A prototype for an accessible cooking system with color-coded utensils, designed for people with cognitive disabilities. Created by Amanda Savitzky and on display at the Cooper-Hewitt Museum. (Photo mine, February 2018)

You may notice, when reading, that many of these issues are not specifically about coronavirus itself. Of course not – the built environment that harms disabled people was already there before the pandemic: access to food sources was still blocked, transport was still an issue, kitchens were inadequate, cooking was difficult, fatigue still occurred. The point is not that these barriers to food and cooking are new for people with disabilities. The point is that the coronavirus crisis amplifies them, to a point of being even more impactful and dangerous. 

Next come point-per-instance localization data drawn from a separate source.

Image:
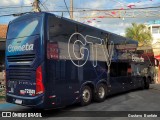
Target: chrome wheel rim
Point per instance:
(86, 95)
(101, 92)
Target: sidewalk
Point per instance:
(155, 86)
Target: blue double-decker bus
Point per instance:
(53, 62)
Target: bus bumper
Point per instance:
(35, 102)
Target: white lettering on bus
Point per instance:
(26, 47)
(108, 53)
(137, 59)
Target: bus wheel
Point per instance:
(86, 95)
(101, 93)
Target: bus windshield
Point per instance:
(25, 27)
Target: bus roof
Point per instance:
(116, 38)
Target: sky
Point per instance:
(97, 19)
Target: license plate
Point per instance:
(18, 101)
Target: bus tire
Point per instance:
(86, 96)
(101, 93)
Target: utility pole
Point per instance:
(71, 9)
(36, 7)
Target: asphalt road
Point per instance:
(130, 102)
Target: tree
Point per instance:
(140, 33)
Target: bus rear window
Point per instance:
(26, 27)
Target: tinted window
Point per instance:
(26, 27)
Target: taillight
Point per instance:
(39, 83)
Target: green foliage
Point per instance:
(140, 33)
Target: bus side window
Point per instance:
(129, 70)
(113, 70)
(122, 69)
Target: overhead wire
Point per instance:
(67, 8)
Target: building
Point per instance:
(3, 31)
(154, 27)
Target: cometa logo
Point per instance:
(26, 47)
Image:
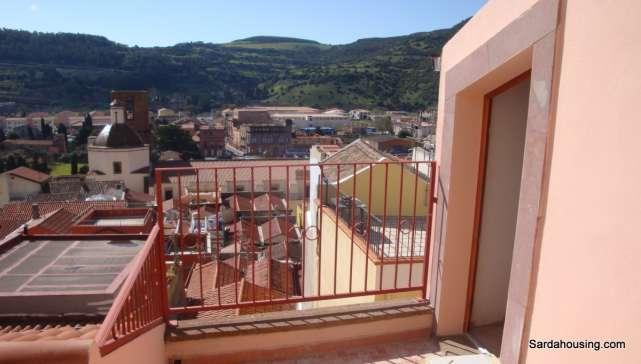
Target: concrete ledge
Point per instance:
(292, 333)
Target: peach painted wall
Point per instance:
(147, 348)
(506, 138)
(588, 284)
(458, 140)
(490, 19)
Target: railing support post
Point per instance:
(428, 225)
(162, 269)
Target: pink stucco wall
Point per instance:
(588, 284)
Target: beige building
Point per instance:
(20, 183)
(118, 153)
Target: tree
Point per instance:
(171, 137)
(62, 129)
(82, 137)
(74, 163)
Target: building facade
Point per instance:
(136, 103)
(118, 153)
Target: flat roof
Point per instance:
(80, 276)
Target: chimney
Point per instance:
(35, 211)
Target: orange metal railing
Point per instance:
(138, 307)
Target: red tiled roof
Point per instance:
(240, 203)
(29, 174)
(294, 250)
(37, 332)
(8, 226)
(212, 278)
(357, 152)
(246, 230)
(58, 222)
(20, 212)
(244, 291)
(276, 227)
(263, 202)
(282, 277)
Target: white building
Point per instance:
(118, 153)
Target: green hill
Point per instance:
(70, 71)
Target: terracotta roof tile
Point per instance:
(19, 213)
(59, 222)
(212, 278)
(282, 277)
(355, 152)
(276, 228)
(264, 201)
(239, 202)
(38, 332)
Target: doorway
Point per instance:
(501, 163)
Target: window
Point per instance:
(117, 167)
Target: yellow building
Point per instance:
(373, 215)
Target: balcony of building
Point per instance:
(247, 277)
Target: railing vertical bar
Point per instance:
(252, 234)
(235, 242)
(303, 256)
(319, 245)
(351, 247)
(413, 233)
(287, 233)
(428, 235)
(369, 224)
(382, 245)
(219, 282)
(338, 186)
(160, 243)
(269, 225)
(181, 233)
(398, 226)
(199, 239)
(136, 304)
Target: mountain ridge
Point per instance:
(68, 70)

I wonder, from a personal and professional perspective, how we can address these issues in a post-pandemic world. What sort of transport structures and changes will we need to put in place to consider food access and service access for people with disabilities? What changes need to be given additional oomph? What new requirements will supermarkets, grocery stores, housing, and other services need to meet during construction? Some of these standards already exist, but some will be changed. After all, disabled people, too, will be making changes to their lifestyles after the pandemic – and that choice will necessitate some new design standards, be they wider supermarket aisles or more food storage space than before in an accessible kitchen. These are all to be determined, and hopefully, will improve upon the current paradigm, which is unacceptably inaccessible.

Handwashing with soap under running faucet
Don’t forget to wash your hands! (Photo via Pexels/WP)

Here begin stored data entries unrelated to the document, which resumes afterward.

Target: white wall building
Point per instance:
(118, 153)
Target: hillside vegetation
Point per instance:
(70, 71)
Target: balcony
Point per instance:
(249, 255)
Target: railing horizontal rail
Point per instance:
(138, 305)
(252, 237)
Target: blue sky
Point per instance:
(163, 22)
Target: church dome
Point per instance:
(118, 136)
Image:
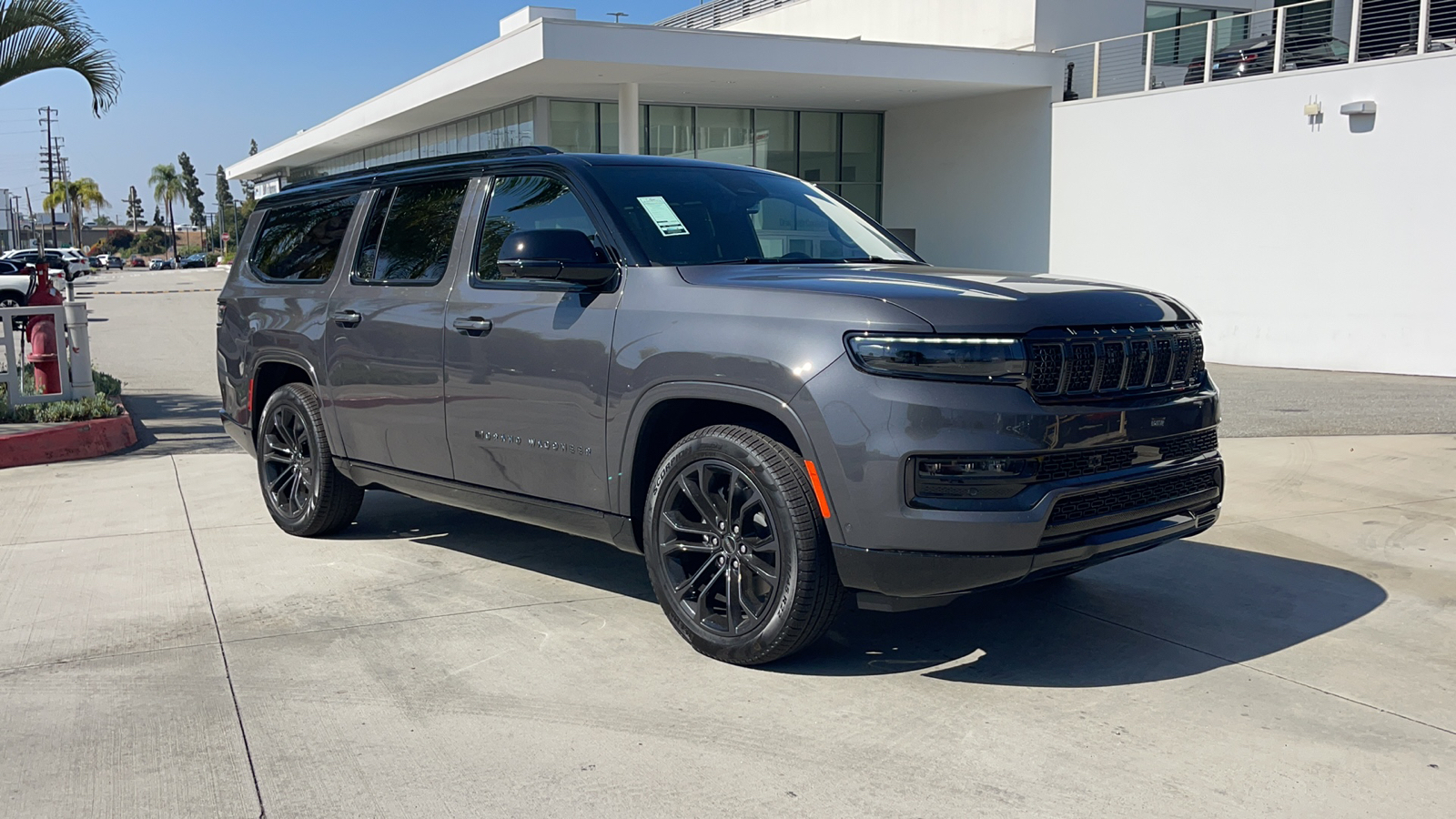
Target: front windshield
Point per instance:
(701, 215)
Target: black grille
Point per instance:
(1111, 361)
(1138, 496)
(1111, 458)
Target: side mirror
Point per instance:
(565, 256)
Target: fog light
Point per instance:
(972, 477)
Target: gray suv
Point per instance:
(723, 369)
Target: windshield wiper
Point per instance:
(880, 259)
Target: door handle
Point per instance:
(473, 325)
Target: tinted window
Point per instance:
(410, 232)
(302, 242)
(686, 216)
(526, 203)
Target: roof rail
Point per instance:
(429, 160)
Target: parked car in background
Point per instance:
(55, 259)
(1256, 56)
(15, 285)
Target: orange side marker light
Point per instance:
(819, 489)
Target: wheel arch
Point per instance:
(670, 411)
(271, 372)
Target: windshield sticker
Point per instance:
(662, 216)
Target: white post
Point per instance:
(1280, 18)
(1354, 29)
(1208, 56)
(630, 120)
(1148, 70)
(1424, 28)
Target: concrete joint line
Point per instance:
(424, 617)
(222, 649)
(1256, 669)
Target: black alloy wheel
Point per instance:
(737, 548)
(303, 490)
(718, 547)
(290, 462)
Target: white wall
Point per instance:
(972, 177)
(1320, 247)
(985, 24)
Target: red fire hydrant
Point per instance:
(41, 334)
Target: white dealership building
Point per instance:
(1273, 164)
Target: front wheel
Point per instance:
(737, 550)
(305, 493)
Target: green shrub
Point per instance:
(102, 405)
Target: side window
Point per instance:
(526, 203)
(302, 242)
(410, 234)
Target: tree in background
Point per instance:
(191, 189)
(36, 35)
(76, 196)
(135, 213)
(167, 188)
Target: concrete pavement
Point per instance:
(165, 651)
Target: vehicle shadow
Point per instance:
(175, 423)
(1176, 611)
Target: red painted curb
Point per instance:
(67, 442)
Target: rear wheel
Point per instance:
(305, 493)
(737, 550)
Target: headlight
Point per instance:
(945, 358)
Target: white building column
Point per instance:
(630, 121)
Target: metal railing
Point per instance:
(73, 353)
(720, 12)
(1273, 41)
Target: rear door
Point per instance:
(386, 325)
(528, 360)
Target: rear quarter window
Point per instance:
(302, 242)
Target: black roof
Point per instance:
(473, 162)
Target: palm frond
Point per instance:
(36, 35)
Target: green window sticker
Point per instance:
(662, 216)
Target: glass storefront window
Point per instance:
(725, 135)
(819, 146)
(669, 130)
(611, 142)
(776, 140)
(861, 149)
(574, 126)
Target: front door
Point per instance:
(385, 329)
(526, 360)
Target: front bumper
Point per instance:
(936, 574)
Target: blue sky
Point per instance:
(204, 77)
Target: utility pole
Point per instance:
(48, 116)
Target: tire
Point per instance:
(305, 493)
(762, 583)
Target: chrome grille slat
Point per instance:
(1114, 360)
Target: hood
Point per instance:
(961, 300)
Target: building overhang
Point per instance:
(587, 60)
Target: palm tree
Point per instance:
(53, 34)
(76, 196)
(167, 187)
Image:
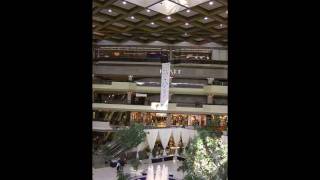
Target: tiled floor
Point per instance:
(109, 173)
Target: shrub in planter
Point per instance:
(135, 163)
(122, 176)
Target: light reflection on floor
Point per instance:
(109, 173)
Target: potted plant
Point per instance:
(135, 163)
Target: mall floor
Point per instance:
(109, 173)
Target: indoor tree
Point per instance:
(206, 158)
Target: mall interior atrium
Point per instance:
(160, 89)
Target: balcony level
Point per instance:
(173, 108)
(133, 87)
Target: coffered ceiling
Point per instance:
(170, 21)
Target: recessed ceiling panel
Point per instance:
(124, 6)
(143, 3)
(167, 7)
(209, 7)
(188, 13)
(190, 3)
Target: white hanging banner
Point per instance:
(192, 134)
(176, 135)
(165, 84)
(151, 137)
(185, 137)
(139, 147)
(164, 138)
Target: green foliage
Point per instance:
(135, 163)
(131, 137)
(122, 176)
(204, 157)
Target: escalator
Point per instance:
(113, 150)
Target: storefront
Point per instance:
(148, 119)
(154, 119)
(188, 120)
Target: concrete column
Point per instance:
(129, 97)
(210, 99)
(169, 122)
(131, 119)
(130, 78)
(210, 81)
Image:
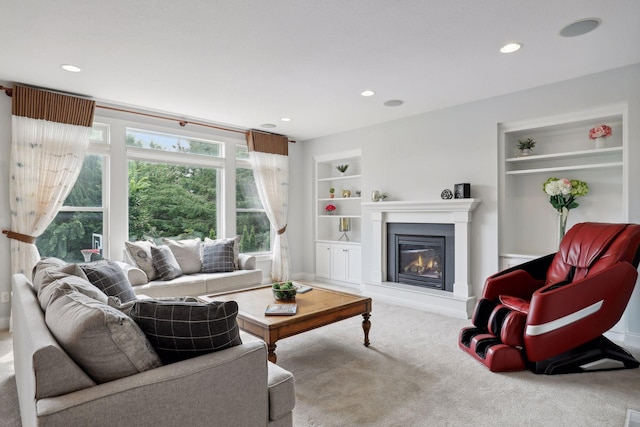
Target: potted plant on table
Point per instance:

*A note to readers: I tend to be ecumenical about using “person-first language” – people with disabilities – and identity first language – “disabled people,” though I tend to prefer the latter since it points out that people are disabled by the societies around them. This idea is called the social model of disability. As an autistic person, I find myself switching when I even describe myself. That said, I know many people with disabilities prefer person-first language, and as a compromise, I switch between the two now. For certain disability communities, there are proper protocols: The descriptor Deaf people is always identity-first in English, the descriptor people with cognitive disabilities is always person-first in English. These rules are based on community decisions. Please do not use “differently-abled,” as it implies that there is something wrong with being disabled!

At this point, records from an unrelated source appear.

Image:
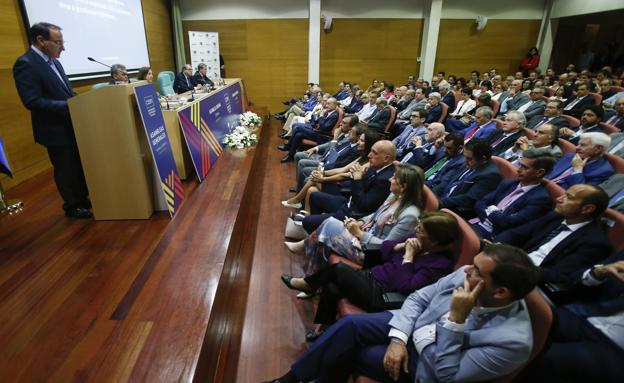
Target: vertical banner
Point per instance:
(206, 122)
(204, 47)
(154, 125)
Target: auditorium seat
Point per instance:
(165, 83)
(507, 169)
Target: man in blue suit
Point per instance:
(472, 325)
(483, 128)
(44, 89)
(320, 130)
(567, 240)
(587, 165)
(480, 177)
(514, 203)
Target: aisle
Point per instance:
(275, 321)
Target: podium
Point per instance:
(114, 152)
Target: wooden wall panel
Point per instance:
(25, 157)
(360, 50)
(503, 43)
(271, 56)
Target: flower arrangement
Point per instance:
(240, 138)
(250, 120)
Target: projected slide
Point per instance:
(110, 31)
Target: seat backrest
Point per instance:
(555, 191)
(597, 98)
(99, 85)
(444, 112)
(165, 82)
(615, 231)
(542, 320)
(430, 199)
(616, 161)
(507, 169)
(566, 146)
(608, 128)
(469, 244)
(572, 121)
(392, 118)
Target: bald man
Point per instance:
(368, 190)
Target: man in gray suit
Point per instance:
(472, 325)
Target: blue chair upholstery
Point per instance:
(165, 82)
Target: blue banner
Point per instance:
(206, 122)
(154, 125)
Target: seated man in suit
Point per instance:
(335, 154)
(586, 166)
(567, 240)
(512, 129)
(535, 106)
(428, 151)
(449, 167)
(552, 116)
(588, 343)
(483, 128)
(119, 74)
(433, 107)
(576, 105)
(380, 117)
(471, 325)
(614, 187)
(589, 123)
(514, 203)
(369, 189)
(416, 128)
(545, 141)
(481, 177)
(320, 131)
(184, 80)
(617, 119)
(201, 77)
(447, 96)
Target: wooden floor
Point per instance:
(193, 299)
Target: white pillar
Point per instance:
(546, 36)
(432, 11)
(314, 41)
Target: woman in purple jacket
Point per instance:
(414, 262)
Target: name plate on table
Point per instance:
(206, 122)
(154, 125)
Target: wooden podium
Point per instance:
(114, 152)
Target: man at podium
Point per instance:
(44, 89)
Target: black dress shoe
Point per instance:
(313, 335)
(79, 213)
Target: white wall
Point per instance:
(564, 8)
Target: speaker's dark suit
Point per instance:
(367, 195)
(527, 207)
(45, 95)
(461, 195)
(183, 84)
(581, 249)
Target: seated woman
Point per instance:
(396, 217)
(330, 180)
(407, 266)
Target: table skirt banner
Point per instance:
(206, 122)
(154, 125)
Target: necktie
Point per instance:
(436, 167)
(561, 228)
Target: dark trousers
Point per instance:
(356, 343)
(341, 281)
(578, 353)
(68, 175)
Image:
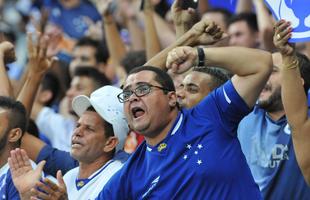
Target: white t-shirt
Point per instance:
(90, 188)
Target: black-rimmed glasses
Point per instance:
(140, 91)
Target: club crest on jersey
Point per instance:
(295, 11)
(161, 147)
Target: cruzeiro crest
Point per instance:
(295, 11)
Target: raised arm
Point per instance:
(202, 33)
(265, 25)
(251, 67)
(114, 42)
(38, 65)
(150, 33)
(7, 55)
(182, 19)
(294, 96)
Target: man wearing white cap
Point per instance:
(100, 132)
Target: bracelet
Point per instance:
(292, 65)
(201, 57)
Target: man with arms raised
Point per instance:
(186, 153)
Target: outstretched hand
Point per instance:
(49, 190)
(7, 52)
(103, 6)
(181, 16)
(205, 32)
(181, 59)
(38, 62)
(24, 177)
(283, 32)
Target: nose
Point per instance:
(133, 97)
(70, 93)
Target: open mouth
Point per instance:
(76, 144)
(137, 112)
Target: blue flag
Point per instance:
(295, 11)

**The first folks to be listened to on issues affecting disabled people of color are disabled people of color themselves. For a clear explanation as to why, and the intersection of race and disability, see this fantastic piece by Imani Barbarin. Ditto for issues affecting women with disabilities, disabled transgender people, and working-class disabled people. I should not be your primary source here!

***Resources by and for people with cognitive disabilities often expressly discuss pantry storage and food purchasing. However, many assume regular grocery access – which may not be possible during the pandemic.